The government is accusing the mayors of supporting and funding militants from the Kurdistan Workers' Party, or P.K.K., an outlawed group that has been engaged in a violent autonomy struggle for more than 40 years.
"The administration of 28 municipalities will no longer be in the hands of terrorists," Suleyman Soylu, the interior minister, said in a televised speech.
The announcement came a day after the government dismissed more than 11,000 teachers suspected of activities in support of the P.K.K. and affiliated organizations, the semiofficial Anadolu Agency reported.

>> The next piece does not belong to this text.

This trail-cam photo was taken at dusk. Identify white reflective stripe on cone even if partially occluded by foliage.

The government's actions were carried out under powers granted by a state of emergency after the failed military coup on July 15 aimed at toppling President Recep Tayyip Erdogan.

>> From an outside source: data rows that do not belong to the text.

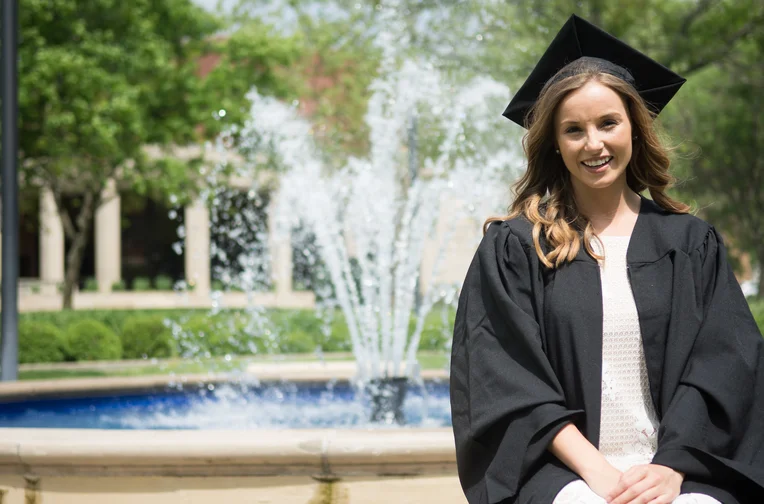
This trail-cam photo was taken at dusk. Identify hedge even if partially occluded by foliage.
[19,320,65,364]
[120,315,177,359]
[64,320,122,361]
[19,300,764,363]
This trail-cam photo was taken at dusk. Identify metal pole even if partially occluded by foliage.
[0,0,19,381]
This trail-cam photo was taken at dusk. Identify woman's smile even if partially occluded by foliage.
[581,156,613,173]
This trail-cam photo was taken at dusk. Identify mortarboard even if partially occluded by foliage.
[502,14,686,127]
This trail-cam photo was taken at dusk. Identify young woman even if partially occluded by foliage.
[451,16,764,504]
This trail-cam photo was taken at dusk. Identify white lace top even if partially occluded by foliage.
[594,236,659,471]
[553,236,721,504]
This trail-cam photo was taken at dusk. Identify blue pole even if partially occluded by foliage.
[0,0,19,381]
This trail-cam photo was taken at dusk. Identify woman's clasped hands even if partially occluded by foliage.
[604,464,684,504]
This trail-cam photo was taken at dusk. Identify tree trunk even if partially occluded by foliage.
[59,192,100,310]
[756,249,764,299]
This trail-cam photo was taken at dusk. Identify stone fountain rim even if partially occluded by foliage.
[0,428,456,480]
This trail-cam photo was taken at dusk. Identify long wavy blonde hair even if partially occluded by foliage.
[490,60,690,268]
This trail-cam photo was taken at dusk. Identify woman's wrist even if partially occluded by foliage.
[549,424,614,481]
[578,454,618,483]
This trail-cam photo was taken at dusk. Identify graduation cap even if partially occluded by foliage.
[502,14,686,127]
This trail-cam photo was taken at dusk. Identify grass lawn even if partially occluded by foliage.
[14,351,448,380]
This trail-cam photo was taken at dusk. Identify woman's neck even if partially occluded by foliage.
[574,184,642,235]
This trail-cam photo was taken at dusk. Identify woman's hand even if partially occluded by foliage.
[581,463,621,499]
[604,464,684,504]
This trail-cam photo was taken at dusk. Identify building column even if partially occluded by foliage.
[268,191,293,297]
[95,179,122,292]
[40,188,65,294]
[183,199,210,296]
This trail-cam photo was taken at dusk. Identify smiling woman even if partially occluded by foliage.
[451,16,764,504]
[555,80,632,195]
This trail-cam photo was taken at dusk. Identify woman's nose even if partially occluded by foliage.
[584,133,604,151]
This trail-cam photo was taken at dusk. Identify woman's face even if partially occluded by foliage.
[554,81,631,192]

Since then, the government has conducted a widespread purge of those suspected of having links to Mr. Erdogan's former ally, Fethullah Gulen, a Turkish cleric living in Pennsylvania who is accused of masterminding the coup attempt. Mr. Gulen has repeatedly denied involvement.

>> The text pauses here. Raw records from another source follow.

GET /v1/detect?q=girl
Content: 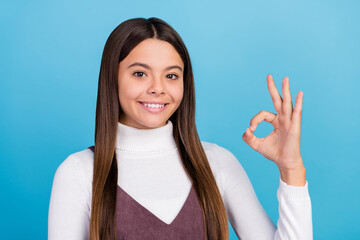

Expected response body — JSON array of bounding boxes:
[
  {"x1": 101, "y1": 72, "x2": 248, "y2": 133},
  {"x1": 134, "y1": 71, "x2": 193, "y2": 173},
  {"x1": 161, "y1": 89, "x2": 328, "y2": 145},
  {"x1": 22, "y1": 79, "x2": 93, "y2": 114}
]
[{"x1": 48, "y1": 18, "x2": 312, "y2": 240}]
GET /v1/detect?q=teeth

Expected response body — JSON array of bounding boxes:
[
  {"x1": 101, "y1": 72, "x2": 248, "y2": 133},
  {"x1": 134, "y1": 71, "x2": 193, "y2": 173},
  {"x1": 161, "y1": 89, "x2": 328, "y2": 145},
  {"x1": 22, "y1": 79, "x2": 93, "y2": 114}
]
[{"x1": 144, "y1": 103, "x2": 165, "y2": 108}]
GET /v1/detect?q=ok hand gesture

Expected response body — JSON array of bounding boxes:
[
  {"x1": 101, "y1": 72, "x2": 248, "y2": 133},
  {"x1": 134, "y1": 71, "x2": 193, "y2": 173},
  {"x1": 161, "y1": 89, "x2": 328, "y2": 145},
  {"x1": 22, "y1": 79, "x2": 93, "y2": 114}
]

More than 40,000 people have been arrested or detained since the night of the failed coup, and tens of thousands of people have been purged from the judiciary, military and security forces, as well as a range of professions.
While Turkey's opposition figures have supported the purges against Mr. Gulen's support network, they have accused Mr. Erdogan of misusing the coup attempt, which left more than 200 people dead, as a mandate to neutralize his adversaries and gain more power.
The purges of teachers and civil servants with suspected links to the P.K.K. can be done without parliamentary approval under the state of emergency.
"We have run and are currently running the largest operations against the P.K.K. terrorist organization in its history, both within and across our borders," Mr. Erdogan said on Thursday.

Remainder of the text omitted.